Douceurs, Tristesses 131
nostalgia. The modulation from statement to prophecy is made so
unobtrusively that we scarcely notice it until it has happened:
She gives transparence. But she has grown old.
The necklace is a carving not a kiss.
The soft hands are a motion not a touch.
The house will crumble and the books will burn.

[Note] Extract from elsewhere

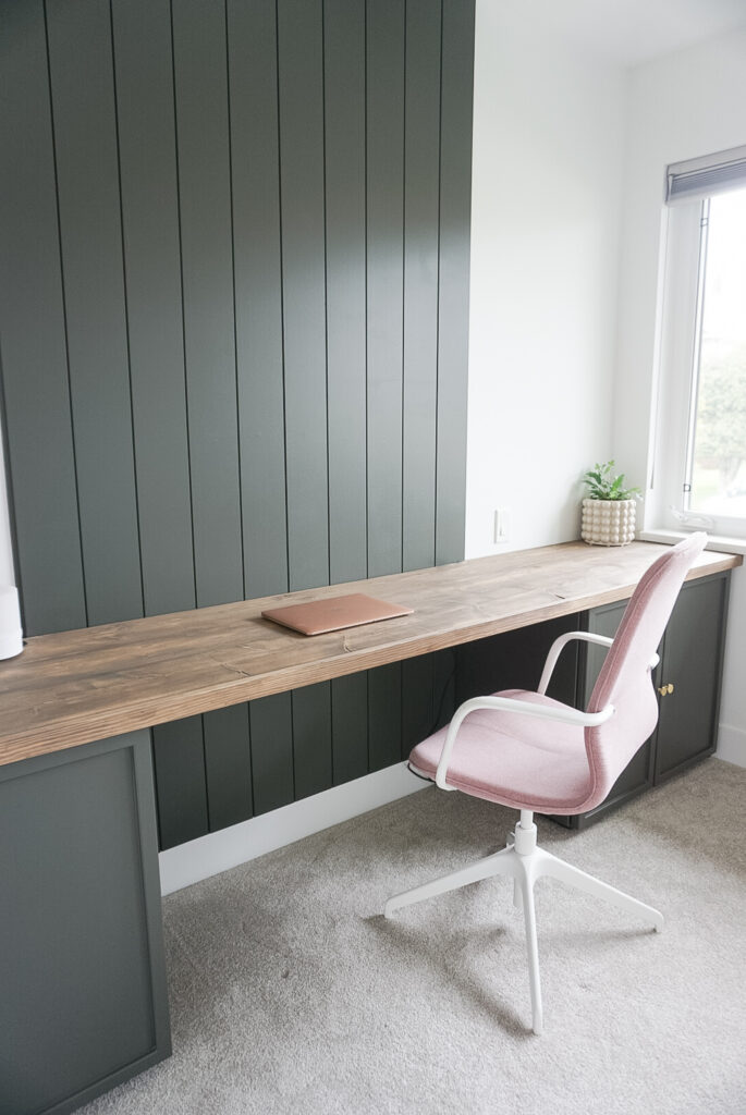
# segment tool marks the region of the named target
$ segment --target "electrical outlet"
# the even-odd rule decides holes
[[[495,544],[511,541],[511,527],[513,526],[513,512],[510,507],[495,507],[493,536]]]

These four symmetrical lines are so tonelessly uttered that the fourth seems
as unarguable, as much a natural fact, as the preceding three. But the effect
of the intensification into prophecy is to send the mind rapidly back to the
lulling present of the unsuspecting family:
They are at ease in a shelter of the mind
And the house is of the mind and they and time,
Together, all together.
The prophecy reappears, but in a softened rephrasing, first in the deceptive
appearance of the approaching consuming fire:
Boreal night
Will look like frost as it approaches them
And to the mother as she falls asleep
And as they say good-night, good-night.
And the inevitable extinction of the family is announced in a sinister but
understated mention of the extinguished lights in the bedchambers, lit now
only by the flaring auroras outside:
Upstairs
The windows will be lighted, not the rooms.
Finally, though, these mitigations and evasions give way to the peremptory doom:
The wind will spread its windy grandeurs round
And knock like a rifle-butt against the door.
The wind will command them with invincible sound.